Mohon tunggu...
Irfan Ariq
Irfan Ariq Mohon Tunggu... -

Selanjutnya

Tutup

Humaniora

Indonesia Harus Pintar

27 April 2017   17:08 Diperbarui: 28 April 2017   02:00 119
+
Laporkan Konten
Laporkan Akun
Kompasiana adalah platform blog. Konten ini menjadi tanggung jawab bloger dan tidak mewakili pandangan redaksi Kompas.
Lihat foto
Humaniora. Sumber ilustrasi: PEXELS/San Fermin Pamplona

Dengan isu suku dan ras, mereka saling mengolok dan menyindir. Dengan perbedaan gender, mereka saling meremehkan. Dengan isu agama saja, masyarakat Indonesia mulai terpancing dan saling menyalahkan pihak satu dengan pihak yang lain. Karena perbedaan pendapat, mereka tak lagi bersatu, mereka menganggap jika seseorang yang tidak sepaham dengannya berarti dia adalah musuh. Gejala cuek, tak acuh, dan saling mencibir ditengah masyarakat Indonesia ini menjadi salah satu bahaya yang mengancam persatuan di Indonesia. Ini sesuatu yang konyol menurut saya.

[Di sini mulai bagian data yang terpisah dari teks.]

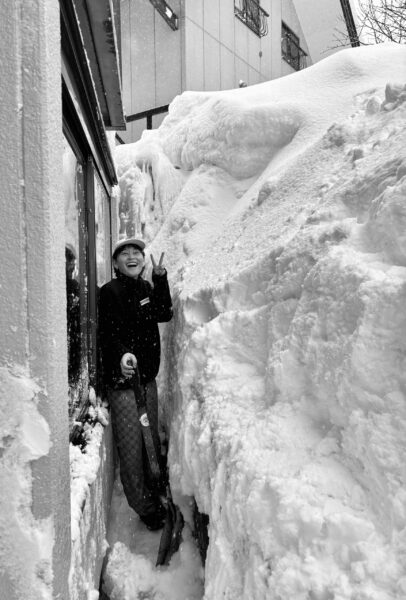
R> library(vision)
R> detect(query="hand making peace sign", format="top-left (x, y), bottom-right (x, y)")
top-left (151, 252), bottom-right (166, 276)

Hal seperti ini bukan hal baru di Indonesia, dapat ditarik sejarah di tahun ’40-an ada organisasi bertajuk agama yang berpikiran radikal, keras, dan fanatik, yang menuntut Negara Kesatuan Republik Indonesia agar dijadikan negara dengan tajuk agama tersebut alias seluruh masyarakat dituntut untuk memiliki agama yang sama dengan organisasi tersebut, dan Bung Karno dianggap sebagai penghalang pemikiran tersebut karena Bung Karno menyatakan bahwa Indonesia harus berdasarkan Pancasila, bukan yang lain. Bukan jalan damai dan diplomatis yang dilalui organisasi tersebut, melainkan percobaan pembunuhan Presiden pertama kita yang dikenal dengan peristiwa Cikini di tahun ’50-an. 

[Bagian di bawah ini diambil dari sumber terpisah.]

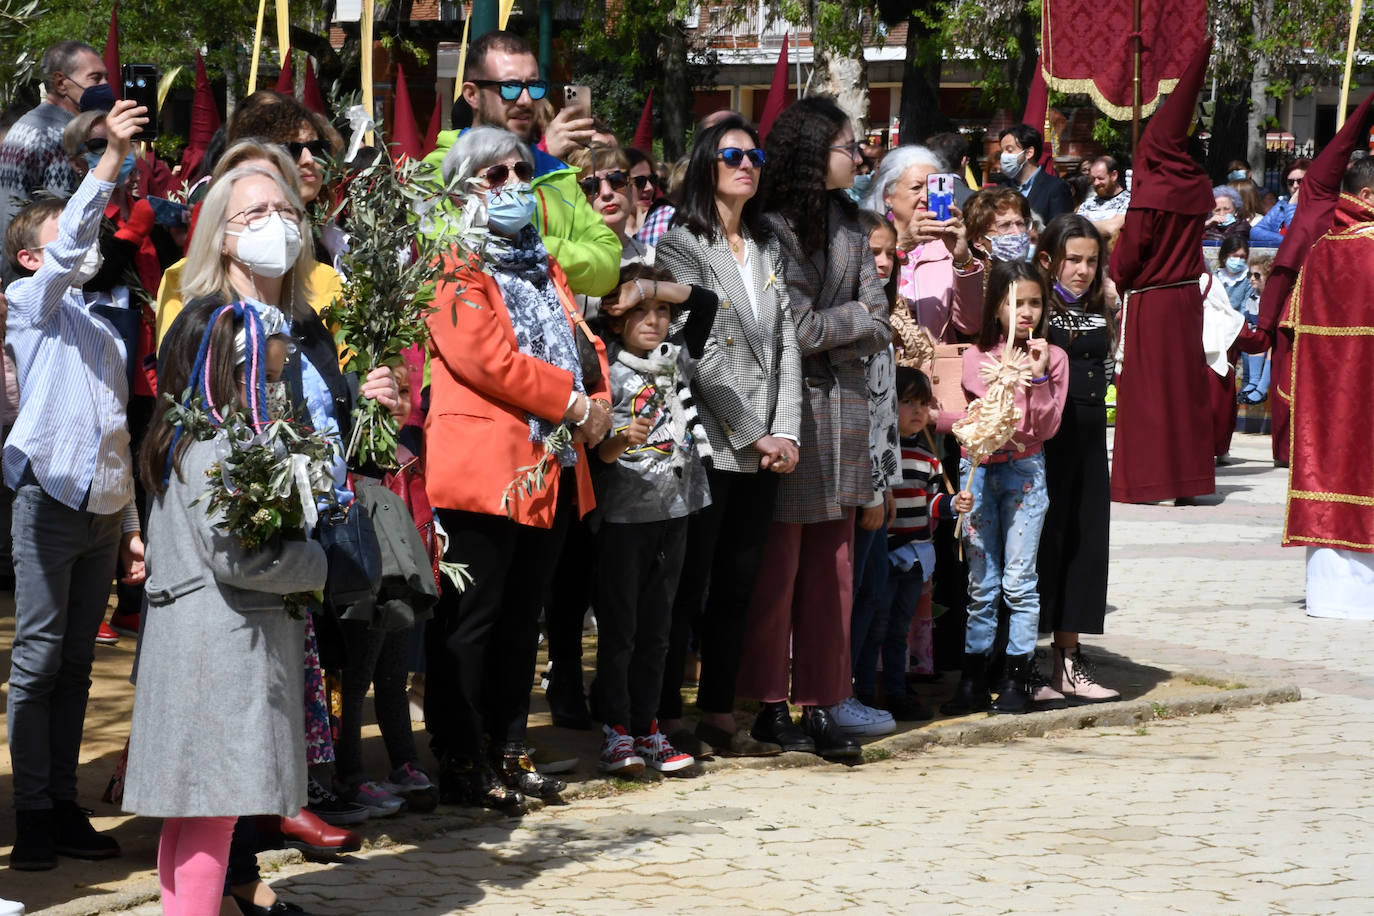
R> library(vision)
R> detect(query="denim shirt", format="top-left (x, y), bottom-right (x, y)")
top-left (294, 328), bottom-right (352, 508)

Isu ini juga pernah ada di jaman kepemimpinan Soeharto, yaitu isu “Cina” karena dianggap bukan etnis asli Indonesia dan hanya sebagai pendatang, dan juga etnis Cina pernah disangkut pautkan atau memiliki korelasi dengan Komunis sehingga etnis Cina dan Komunis memiliki konotasi yang buruk karena propaganda pada Orde Baru. Yang menuduh Komunis adalah Atheis, tidak bertuhan, dan lain-lain. Faktanya, Tan Malaka, dengan karyanya “Madilog”, salah satu tokoh penting dalam pergerakan Indonesia karyanya ternyata memiliki ideologi Komunis dan ia seorang muslim yang taat. 

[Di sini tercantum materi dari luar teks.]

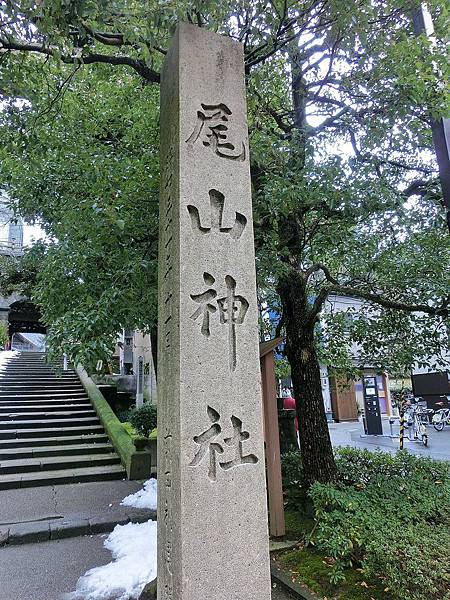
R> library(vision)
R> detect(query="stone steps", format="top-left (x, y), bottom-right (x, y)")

Dan lagi-lagi terjadi kasus memilukan sekaligus memalukan di Indonesia di tahun 2016/2017 ini, dengan kasus yang hampir sama yaitu organisasi agama yang radikal ini ingin menjatuhkan seseorang dengan cara demo besar-besaran. Hal ini digunakan untuk menciptakan pandangan baru terhadap sesuatu. Kasus ras dan agama dijadikan alasan untuk menyebarkan “fitnah” seperti itu, dan parahnya banyak orang yang mempercayainya. Bukan isu agama saja yang membuat perpecahan. Isu perbedaan suku, ras, dan daerah, masih sering saya dengar “Ah, orang Jakarta begini”, “ah, orang Jawa begitu”, “Dayak begini”, “orang Timur begitu”. Selalu penilaian mereka terhadap seseorang berdasarkan cara pandang yang hanya dilihat dari satu sisi. Pikiran yang seperti itu adalah pemikiran yang tidak terbuka dan sempit.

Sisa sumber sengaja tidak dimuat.